Box office reached an estimated €3.7bn, an increase of 42% on the previous year, across the 39 European territories covered by UNIC.
Brussels-based UNIC said the figures “illustrate the industry’s resilience and the eagerness of European audiences to return to the Big Screen” in the wake of the pandemic.
At EU level – including the UK – over 400 million tickets were sold in cinemas in 28 countries, worth an estimated €2.9bn at the box office.
The figures cover a period when most screens across the region were shut for the first half of the year and operating for the following six months under limited occupancy and additional restrictions.
Compared to results for Europe in 2019, admissions for 2021 lagged 56% behind, while box office was down by an estimated 57%.
Comparing results for the second half of 2019 with the same period in 2021, box office revenues for the territories where data is available were on average 35 per cent below pre-pandemic levels.
However, major territories such as France (-22% for H2 2021 compared to H2 2019), the UK (-26%), Russia (-29.5%) or Poland (-24.3%) performed relatively strongly.
Box office was mainly driven by major international titles including Spider-Man: No Way Home, No Time To Die, F9: The Fast Saga, Venom: Let There Be Carnage and Dune.
UNIC said local titles have also played a key role in the recovery process. National films’ market shares were higher than normal years across the region, most impressively in France (40.8 percent), Czech Republic (38.3 percent) and Denmark (37.0 percent).

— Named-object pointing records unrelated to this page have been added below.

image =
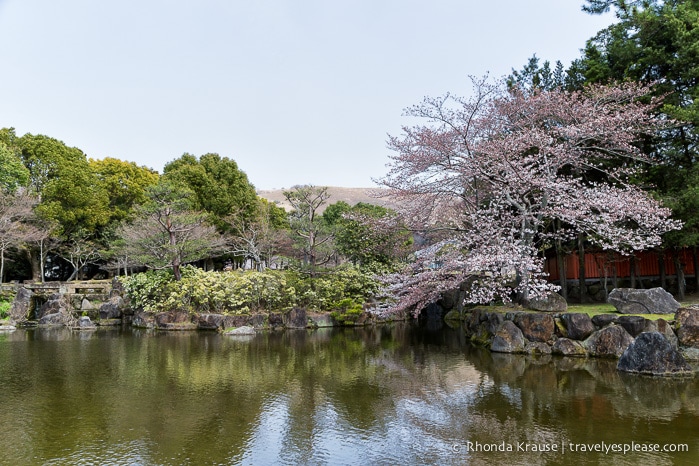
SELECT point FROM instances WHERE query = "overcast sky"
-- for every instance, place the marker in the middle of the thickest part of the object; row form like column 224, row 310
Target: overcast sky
column 296, row 91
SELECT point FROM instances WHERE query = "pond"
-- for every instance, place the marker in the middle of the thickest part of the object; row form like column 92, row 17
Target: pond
column 397, row 394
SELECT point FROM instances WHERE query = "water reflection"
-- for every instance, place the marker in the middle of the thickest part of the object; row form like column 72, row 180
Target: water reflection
column 393, row 394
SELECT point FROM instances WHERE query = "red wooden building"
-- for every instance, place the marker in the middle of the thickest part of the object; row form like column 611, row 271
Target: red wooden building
column 608, row 264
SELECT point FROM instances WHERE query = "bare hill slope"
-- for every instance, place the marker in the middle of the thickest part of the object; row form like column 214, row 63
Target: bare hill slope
column 349, row 195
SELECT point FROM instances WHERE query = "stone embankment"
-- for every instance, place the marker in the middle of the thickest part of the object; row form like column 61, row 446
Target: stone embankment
column 648, row 346
column 89, row 305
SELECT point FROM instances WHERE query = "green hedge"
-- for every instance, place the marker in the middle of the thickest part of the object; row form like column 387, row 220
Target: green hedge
column 242, row 292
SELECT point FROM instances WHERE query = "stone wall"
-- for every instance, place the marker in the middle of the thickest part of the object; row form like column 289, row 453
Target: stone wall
column 577, row 334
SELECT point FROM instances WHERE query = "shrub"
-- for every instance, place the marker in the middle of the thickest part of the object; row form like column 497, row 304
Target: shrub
column 5, row 309
column 243, row 292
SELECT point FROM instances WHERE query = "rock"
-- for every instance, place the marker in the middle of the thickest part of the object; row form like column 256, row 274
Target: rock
column 508, row 339
column 552, row 302
column 690, row 354
column 86, row 305
column 537, row 347
column 535, row 327
column 687, row 317
column 210, row 321
column 56, row 304
column 568, row 347
column 21, row 306
column 112, row 308
column 164, row 319
column 56, row 318
column 651, row 353
column 142, row 319
column 610, row 342
column 246, row 330
column 664, row 327
column 652, row 301
column 602, row 320
column 85, row 322
column 688, row 336
column 258, row 321
column 320, row 320
column 295, row 318
column 578, row 325
column 632, row 324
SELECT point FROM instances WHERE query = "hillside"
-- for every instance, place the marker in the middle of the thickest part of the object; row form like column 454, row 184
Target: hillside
column 349, row 195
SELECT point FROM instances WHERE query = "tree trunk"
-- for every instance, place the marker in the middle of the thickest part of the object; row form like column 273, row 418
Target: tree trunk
column 562, row 269
column 661, row 270
column 679, row 270
column 36, row 263
column 581, row 269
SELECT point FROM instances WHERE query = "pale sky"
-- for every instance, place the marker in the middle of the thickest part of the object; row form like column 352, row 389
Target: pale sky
column 296, row 92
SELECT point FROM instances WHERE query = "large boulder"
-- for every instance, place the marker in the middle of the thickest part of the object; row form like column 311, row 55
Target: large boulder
column 687, row 321
column 295, row 318
column 578, row 325
column 632, row 324
column 175, row 320
column 687, row 317
column 21, row 306
column 112, row 308
column 56, row 304
column 552, row 302
column 210, row 321
column 602, row 320
column 610, row 342
column 568, row 347
column 535, row 326
column 84, row 322
column 651, row 353
column 142, row 319
column 246, row 330
column 508, row 339
column 688, row 336
column 664, row 327
column 652, row 301
column 53, row 319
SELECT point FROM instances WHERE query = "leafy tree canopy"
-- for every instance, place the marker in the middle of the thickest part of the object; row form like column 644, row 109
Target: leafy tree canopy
column 125, row 183
column 219, row 186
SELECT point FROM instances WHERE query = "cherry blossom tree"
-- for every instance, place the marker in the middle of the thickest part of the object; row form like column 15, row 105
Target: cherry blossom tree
column 494, row 172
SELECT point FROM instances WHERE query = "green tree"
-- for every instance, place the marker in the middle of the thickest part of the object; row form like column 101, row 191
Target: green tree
column 656, row 42
column 367, row 234
column 168, row 231
column 219, row 186
column 13, row 173
column 125, row 183
column 70, row 191
column 314, row 238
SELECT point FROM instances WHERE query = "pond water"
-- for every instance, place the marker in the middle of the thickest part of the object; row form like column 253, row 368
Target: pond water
column 396, row 394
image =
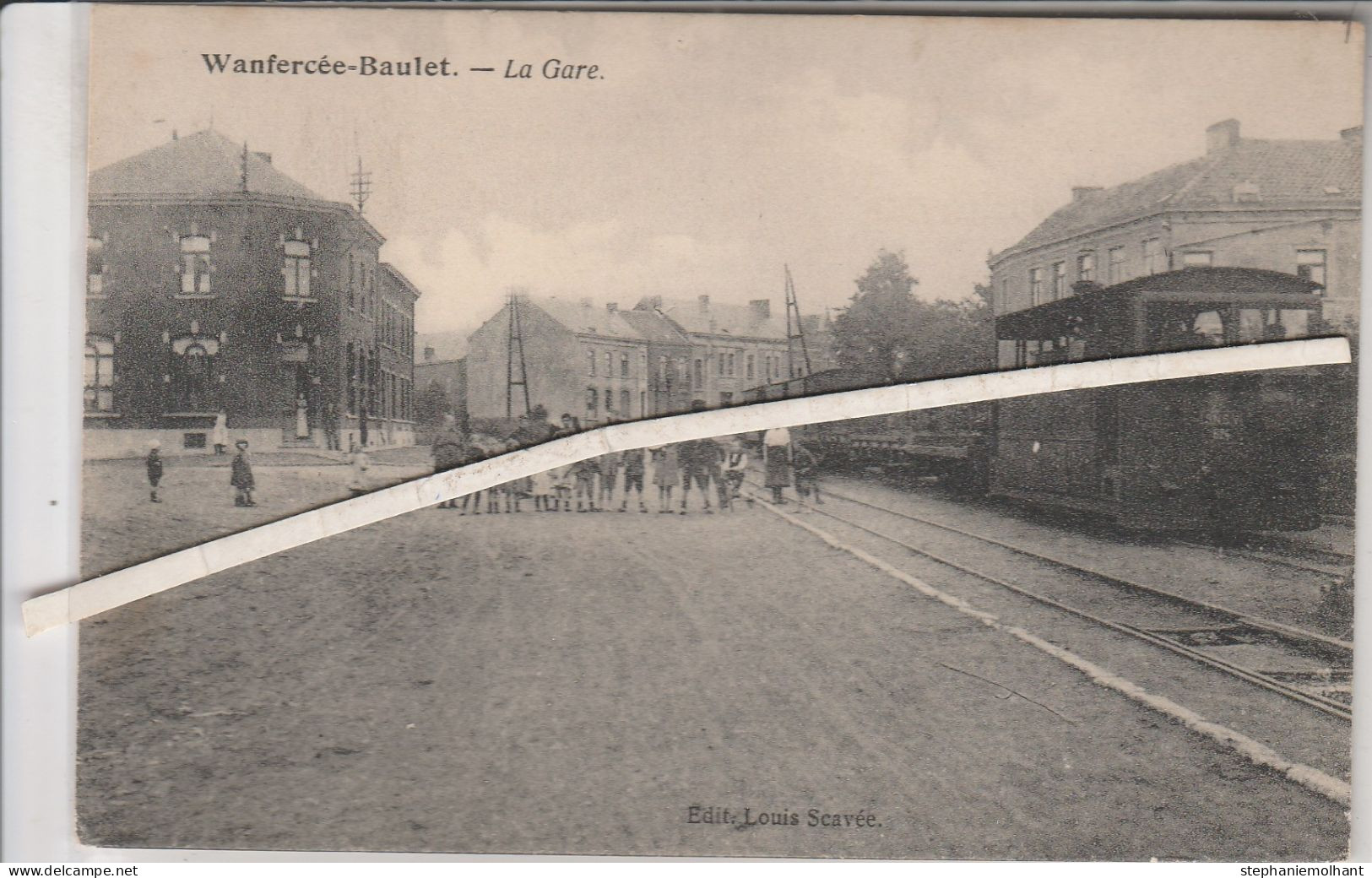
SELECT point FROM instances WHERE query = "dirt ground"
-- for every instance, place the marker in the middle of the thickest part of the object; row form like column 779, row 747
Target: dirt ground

The Serbian biopic Toma managed to outperform Spider-Man: No Way Home, dominating at the box office in Serbia and neighboring Bosnia and Herzegovina.
However, territories such as the UK, Ukraine and Switzerland lagged, with national films’ recording a mere 4 percent market share. Ireland’s market share for national films was 1.5 percent.
UNIC said the broad range of support mechanisms that have been made available to the sector in Europe have also been crucial, protecting livelihoods and covering some of the significant losses incurred by industry. “Now is not the time for policy makers to ease those efforts aimed at ensuring the survival of local cinemas, whatever their size and location,” said UNIC in a statement.
The UNIC figures are based on initial estimates, and more detailed final data on the performance of each individual UNIC territory will be released later in Spring 2022.